Neglecting spelling, grammar, and contact info
Make sure you at least read your resume before sending it. I place this in the category of a "duh" tip. Most readers will think this is a useless and unnecessary reminder, but I reiterate it as I received no fewer than six comments regarding this issue when I asked my network about what makes the best and worst resumes. Clearly, people are still either misspelling words or using incorrect grammar.
My friend Theresa Junkunc noted, "Learn how to spell. It is led, not lead. Can't tell you how many times I have seen that misspelling...from many MBAs."
Mark Mauriello added, "Please -- make sure you grammar- and spell-check your resume and make sure you spell the names of companies you worked for and the towns they are located in correctly. You would not believe what I see time and again from high salary candidates as well."

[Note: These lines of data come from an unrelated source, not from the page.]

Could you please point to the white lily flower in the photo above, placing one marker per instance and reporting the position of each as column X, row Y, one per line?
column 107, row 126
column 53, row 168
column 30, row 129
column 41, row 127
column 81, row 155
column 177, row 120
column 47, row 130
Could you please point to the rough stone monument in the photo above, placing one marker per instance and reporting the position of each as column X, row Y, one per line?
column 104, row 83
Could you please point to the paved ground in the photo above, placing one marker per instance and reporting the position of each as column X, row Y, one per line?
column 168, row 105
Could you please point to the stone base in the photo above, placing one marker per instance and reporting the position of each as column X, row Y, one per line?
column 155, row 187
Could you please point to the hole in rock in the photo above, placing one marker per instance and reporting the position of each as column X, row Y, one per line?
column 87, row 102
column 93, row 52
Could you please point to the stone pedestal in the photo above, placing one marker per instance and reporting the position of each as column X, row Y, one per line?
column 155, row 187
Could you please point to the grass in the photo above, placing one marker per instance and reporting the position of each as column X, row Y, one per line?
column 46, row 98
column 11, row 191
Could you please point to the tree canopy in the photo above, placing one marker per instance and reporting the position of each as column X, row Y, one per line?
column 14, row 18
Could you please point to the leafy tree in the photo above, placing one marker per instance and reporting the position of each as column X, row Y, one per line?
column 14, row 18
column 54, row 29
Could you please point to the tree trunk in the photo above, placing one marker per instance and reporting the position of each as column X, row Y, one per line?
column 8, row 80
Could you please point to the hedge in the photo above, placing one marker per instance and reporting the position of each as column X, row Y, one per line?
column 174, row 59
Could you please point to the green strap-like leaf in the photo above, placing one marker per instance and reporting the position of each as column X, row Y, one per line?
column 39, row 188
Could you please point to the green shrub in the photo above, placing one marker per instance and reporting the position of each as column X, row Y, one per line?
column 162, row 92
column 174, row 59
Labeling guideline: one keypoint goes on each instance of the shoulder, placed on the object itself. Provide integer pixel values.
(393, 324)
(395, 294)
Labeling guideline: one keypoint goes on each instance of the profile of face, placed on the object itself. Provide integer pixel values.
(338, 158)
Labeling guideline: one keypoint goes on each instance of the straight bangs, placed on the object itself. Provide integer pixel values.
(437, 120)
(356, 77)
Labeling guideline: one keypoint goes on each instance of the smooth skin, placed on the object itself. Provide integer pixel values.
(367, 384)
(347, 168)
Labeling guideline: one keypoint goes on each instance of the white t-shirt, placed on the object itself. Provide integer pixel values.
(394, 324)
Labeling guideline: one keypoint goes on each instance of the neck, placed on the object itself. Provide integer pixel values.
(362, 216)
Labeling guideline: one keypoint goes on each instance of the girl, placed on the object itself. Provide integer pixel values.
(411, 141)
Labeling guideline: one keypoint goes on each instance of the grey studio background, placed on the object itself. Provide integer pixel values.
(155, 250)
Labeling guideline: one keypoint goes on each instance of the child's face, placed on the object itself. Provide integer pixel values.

Theresa and Mark are not alone. Tom MacLean advised, "Make sure to put correct contact information -- very frustrating when you can't contact people. Pretty simple, but frustratingly common."
The best lessons are learned through entertainment, so if you want to see some of the most humorous spelling mistakes that often wind up on resumes, check out this blog post, "Resume Mistakes That Keep Hiring Managers Amused But Cost You the Interview." These are simple and innocent mistakes, but you can imagine that the people making them never received a call back. In the post, Barbara Safani writes, "Think resume typos are no big deal? Last year, Accountemps, a temporary staffing firm, interviewed 150 senior executives from some of the nation's largest companies. Forty percent of the respondents said that just one typo on a resume would cause the candidate to be eliminated. Thirty-six percent said it would take just two mistakes before the resume was put in the 'no' pile."
Some of Safani's more amusing slipups include:
- Objective: Seeking a party-time position with room for advancement
- Explanation of employment gap: career break in 1999 to renovate my horse
- Cover letter: I would like to assure you that I am a hardly working person.